Usage
Setup the configuration file
To train a model, compute explaination attributions and evaluation metrics on tabular data, you will need to specify a config file for each dataset. There are several examples in config/ with the following format:
path: "data/my_dataset.csv"
target_col: "class"
datetime_cols:
- "date"
cols_to_delete:
- "ID"
cleaned_data_path: "output/data/my_dataset_cleaned.csv"
task: "classification"
The different options can be described as follow:
path: path of the dataset, it can be usually placed in a folder
data/target_col: target column of interest
datetime_cols: columns with a datetime format that will be divided in several integer columns (year,month,day,hour)
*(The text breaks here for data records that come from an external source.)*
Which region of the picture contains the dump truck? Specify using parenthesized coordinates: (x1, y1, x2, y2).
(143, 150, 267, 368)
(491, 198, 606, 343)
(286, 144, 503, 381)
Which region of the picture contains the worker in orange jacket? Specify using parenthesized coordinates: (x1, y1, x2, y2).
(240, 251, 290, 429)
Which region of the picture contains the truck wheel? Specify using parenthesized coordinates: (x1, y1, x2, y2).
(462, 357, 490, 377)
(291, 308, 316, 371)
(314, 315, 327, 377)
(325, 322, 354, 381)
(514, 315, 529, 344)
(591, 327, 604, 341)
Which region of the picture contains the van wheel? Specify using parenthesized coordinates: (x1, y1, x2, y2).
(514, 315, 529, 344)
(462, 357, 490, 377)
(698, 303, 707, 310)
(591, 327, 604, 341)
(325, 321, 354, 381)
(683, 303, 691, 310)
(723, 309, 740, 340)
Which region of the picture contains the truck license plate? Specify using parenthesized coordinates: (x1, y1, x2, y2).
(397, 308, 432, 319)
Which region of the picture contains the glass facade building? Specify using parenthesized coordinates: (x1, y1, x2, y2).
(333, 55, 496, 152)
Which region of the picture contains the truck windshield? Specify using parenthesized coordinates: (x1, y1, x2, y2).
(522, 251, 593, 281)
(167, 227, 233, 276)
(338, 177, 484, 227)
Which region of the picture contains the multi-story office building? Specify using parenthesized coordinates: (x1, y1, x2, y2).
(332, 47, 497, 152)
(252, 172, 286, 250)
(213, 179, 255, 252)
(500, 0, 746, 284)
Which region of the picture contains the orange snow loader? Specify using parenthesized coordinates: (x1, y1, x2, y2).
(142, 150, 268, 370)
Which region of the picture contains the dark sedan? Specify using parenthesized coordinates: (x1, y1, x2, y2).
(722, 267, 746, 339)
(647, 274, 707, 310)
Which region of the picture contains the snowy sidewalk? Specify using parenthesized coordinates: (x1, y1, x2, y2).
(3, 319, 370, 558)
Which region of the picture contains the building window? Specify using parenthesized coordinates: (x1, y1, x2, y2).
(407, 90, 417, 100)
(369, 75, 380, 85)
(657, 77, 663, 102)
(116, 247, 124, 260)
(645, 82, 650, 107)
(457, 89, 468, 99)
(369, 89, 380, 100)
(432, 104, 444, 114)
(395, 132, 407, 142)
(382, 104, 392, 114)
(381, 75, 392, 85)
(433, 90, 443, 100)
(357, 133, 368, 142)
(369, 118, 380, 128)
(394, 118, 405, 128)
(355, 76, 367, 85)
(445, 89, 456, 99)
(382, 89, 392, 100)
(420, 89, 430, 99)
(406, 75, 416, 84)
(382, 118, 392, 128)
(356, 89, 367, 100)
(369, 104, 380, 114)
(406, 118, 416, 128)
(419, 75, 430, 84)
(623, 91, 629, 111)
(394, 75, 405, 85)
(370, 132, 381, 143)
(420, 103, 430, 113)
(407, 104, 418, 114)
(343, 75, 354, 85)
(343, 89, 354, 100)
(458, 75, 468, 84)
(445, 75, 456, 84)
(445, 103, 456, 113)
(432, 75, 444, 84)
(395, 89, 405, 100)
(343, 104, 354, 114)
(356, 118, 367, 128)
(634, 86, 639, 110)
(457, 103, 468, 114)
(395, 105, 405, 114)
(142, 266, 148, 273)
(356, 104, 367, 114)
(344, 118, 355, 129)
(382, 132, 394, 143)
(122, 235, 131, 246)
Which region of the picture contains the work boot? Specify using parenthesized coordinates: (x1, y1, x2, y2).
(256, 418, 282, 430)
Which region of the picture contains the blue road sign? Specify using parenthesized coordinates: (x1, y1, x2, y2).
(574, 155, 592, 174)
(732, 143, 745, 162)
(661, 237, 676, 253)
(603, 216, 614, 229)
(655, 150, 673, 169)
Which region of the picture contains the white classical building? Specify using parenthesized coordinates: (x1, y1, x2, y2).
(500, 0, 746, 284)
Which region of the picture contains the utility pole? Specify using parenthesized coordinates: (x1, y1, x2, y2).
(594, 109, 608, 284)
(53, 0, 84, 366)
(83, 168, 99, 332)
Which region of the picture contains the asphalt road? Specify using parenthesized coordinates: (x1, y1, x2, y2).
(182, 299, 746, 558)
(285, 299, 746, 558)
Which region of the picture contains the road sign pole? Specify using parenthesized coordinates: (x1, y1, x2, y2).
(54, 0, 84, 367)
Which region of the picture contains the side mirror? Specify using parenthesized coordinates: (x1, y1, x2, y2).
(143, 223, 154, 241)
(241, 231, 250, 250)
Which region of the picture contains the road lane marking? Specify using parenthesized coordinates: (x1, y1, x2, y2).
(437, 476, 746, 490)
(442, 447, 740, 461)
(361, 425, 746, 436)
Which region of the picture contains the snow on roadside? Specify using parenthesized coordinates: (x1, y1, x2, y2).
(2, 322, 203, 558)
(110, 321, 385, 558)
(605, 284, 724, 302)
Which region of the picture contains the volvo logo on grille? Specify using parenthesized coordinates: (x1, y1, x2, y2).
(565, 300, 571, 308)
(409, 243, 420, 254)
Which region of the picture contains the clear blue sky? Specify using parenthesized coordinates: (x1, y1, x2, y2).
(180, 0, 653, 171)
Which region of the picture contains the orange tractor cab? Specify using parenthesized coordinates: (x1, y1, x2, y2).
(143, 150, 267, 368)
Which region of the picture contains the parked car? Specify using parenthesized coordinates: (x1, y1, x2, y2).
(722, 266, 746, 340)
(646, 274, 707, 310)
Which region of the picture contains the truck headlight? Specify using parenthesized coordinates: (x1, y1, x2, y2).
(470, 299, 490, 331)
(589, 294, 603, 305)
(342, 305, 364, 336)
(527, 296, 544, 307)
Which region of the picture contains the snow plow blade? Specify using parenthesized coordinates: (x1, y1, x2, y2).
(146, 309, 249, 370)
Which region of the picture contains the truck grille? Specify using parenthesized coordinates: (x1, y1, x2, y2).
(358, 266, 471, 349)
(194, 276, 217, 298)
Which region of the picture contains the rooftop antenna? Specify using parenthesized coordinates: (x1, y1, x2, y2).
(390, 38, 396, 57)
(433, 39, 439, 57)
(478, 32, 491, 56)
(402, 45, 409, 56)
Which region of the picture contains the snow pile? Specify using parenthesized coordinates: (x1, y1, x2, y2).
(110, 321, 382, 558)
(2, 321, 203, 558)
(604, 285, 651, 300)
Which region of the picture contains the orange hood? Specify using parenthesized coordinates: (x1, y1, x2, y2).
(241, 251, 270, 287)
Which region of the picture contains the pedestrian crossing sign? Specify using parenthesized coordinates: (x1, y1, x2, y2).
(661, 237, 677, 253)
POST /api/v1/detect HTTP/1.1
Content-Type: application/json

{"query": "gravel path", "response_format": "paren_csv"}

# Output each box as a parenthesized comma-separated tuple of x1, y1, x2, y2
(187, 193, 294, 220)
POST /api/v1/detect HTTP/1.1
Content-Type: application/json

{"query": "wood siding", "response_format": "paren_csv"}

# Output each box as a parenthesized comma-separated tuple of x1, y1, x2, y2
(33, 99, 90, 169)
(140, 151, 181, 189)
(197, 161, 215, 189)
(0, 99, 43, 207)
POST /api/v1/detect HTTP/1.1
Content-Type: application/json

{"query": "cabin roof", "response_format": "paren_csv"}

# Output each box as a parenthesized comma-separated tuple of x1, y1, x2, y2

cols_to_delete: columns to drop (for example ID columns)
cleaned_data_path: path to save the dataset after preprocessing, it can be directly used for repeated experiments
task: classification or regression
Other operations such as adding specific colums from columns operations or deleting specific values must be done during the instanciation of the dataset in the notebooks or scripts.
Notebooks
Several notebooks are available in the notebook section to train a model, compute explaination attributions and evaluation metrics on tabular data. It is recommended to execute the examples in the order they are presented.
Load data and train a model
from beexai.dataset.load_data import load_data
from beexai.dataset.dataset import Dataset
from beexai.training.train import Trainer
DATA_NAME = "configname"
MODEL_NAME = "NeuralNetwork"
CONFIG_PATH = f"config/{DATA_NAME}.yml"
df,target_col,task,_ = load_data(from_cleaned=False,config_path=CONFIG_PATH)
data = Dataset(df,target_col)
X_train, X_test, y_train, y_test = data.get_train_test()
NN_PARAMS = {"input_dim":X_train.shape[1],"output_dim":num_labels}
trainer = Trainer(MODEL_NAME,task,NN_PARAMS)
trainer.train(X_train, y_train)
Compute explaination attributions and evaluation metrics
from beexai.explaining import CaptumExplainer
from beexai.metrics.get_results import get_all_metrics
METHOD = "IntegratedGradients"
exp = CaptumExplainer(trainer.model,task=task,method=METHOD,sklearn=False)
exp.init_explainer()
LABEL = 0
get_all_metrics(X_test.values,LABEL,trainer.model,exp)